Poem by Sydney Scanlon // Photograph by Marta Braggio
Poem by Sydney Scanlon // Photograph by Marta Braggio
I stand here as a daughter
Young, ripe, and sweet as clementines’
Dripping sticky down your hand
I am a sister
Calloused as the camels’ back
Grown rough to pinches, teases, and taunts
A lover
Sometimes lapping lightly up the shoreline
And other times thrown into a feverous riptide
Salty, leaving lips parched
A student
Eager as the dry earth
Absorbing knowledge with each rainfall
A teacher
Who drops her ideas
As the mango tree in the summertime
I am Sydney
Eighteen
Sanguine and energised
I have lived, up until now, with a lot of labels.

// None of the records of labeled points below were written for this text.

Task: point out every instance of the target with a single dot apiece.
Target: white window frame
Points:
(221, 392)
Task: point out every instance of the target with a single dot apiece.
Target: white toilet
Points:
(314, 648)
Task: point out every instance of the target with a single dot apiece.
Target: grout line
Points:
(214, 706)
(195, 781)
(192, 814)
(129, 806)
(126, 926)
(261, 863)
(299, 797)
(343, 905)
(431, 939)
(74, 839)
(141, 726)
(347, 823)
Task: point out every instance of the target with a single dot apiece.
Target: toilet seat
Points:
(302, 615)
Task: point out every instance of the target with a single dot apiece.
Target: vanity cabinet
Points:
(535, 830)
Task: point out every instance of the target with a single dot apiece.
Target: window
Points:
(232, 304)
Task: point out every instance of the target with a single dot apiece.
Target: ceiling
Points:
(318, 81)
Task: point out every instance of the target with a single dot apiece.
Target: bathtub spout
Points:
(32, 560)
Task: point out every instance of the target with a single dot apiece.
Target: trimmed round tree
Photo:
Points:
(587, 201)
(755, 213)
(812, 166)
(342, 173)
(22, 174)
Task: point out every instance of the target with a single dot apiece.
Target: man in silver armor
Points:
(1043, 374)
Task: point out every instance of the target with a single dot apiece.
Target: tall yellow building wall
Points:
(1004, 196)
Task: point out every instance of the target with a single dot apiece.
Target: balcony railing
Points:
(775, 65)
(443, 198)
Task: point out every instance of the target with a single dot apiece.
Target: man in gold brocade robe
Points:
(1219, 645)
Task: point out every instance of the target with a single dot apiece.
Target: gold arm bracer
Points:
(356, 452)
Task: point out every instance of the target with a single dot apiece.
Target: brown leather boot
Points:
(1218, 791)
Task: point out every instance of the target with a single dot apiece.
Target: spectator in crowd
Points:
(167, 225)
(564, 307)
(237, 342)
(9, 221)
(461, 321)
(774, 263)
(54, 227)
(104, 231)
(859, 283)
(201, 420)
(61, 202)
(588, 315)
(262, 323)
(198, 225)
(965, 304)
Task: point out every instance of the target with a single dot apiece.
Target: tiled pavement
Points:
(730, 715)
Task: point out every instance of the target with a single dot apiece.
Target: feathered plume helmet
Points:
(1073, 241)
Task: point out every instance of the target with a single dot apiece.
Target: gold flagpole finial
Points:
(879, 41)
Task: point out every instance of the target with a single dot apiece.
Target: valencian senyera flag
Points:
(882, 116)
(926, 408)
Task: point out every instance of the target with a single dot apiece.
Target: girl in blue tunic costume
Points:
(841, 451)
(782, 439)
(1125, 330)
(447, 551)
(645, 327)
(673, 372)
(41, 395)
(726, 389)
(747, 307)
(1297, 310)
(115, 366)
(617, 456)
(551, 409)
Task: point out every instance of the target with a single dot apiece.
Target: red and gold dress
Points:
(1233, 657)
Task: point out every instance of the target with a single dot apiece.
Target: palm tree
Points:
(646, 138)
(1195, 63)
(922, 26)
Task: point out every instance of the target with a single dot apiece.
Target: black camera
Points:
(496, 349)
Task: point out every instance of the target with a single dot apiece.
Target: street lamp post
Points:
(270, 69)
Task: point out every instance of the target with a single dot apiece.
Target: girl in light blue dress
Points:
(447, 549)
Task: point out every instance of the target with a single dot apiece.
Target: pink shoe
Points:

I sit cross legged on my flight across the world and watch
my many titles and accomplishments walk off as I decide I can live without them.
Daughter, lover, and gelato scooper is cast away. Student. Entrepreneur. Babysitter.
Tutor. Athlete. Generous. Baker. Curious. Yogi. One by one I drop each
definition, until I am left with just myself, Sydney. I am suddenly struck by
fear, can I exist without the name and body I consider me. I imagine the
future, with a new name in a different family in the heart of Pune, India. I
decide I can live without it. I will have to. I may come back to the states with new terms of
self awareness and never return to some of my old existences. But nobody should
dare call me a different person. I will only be much more myself.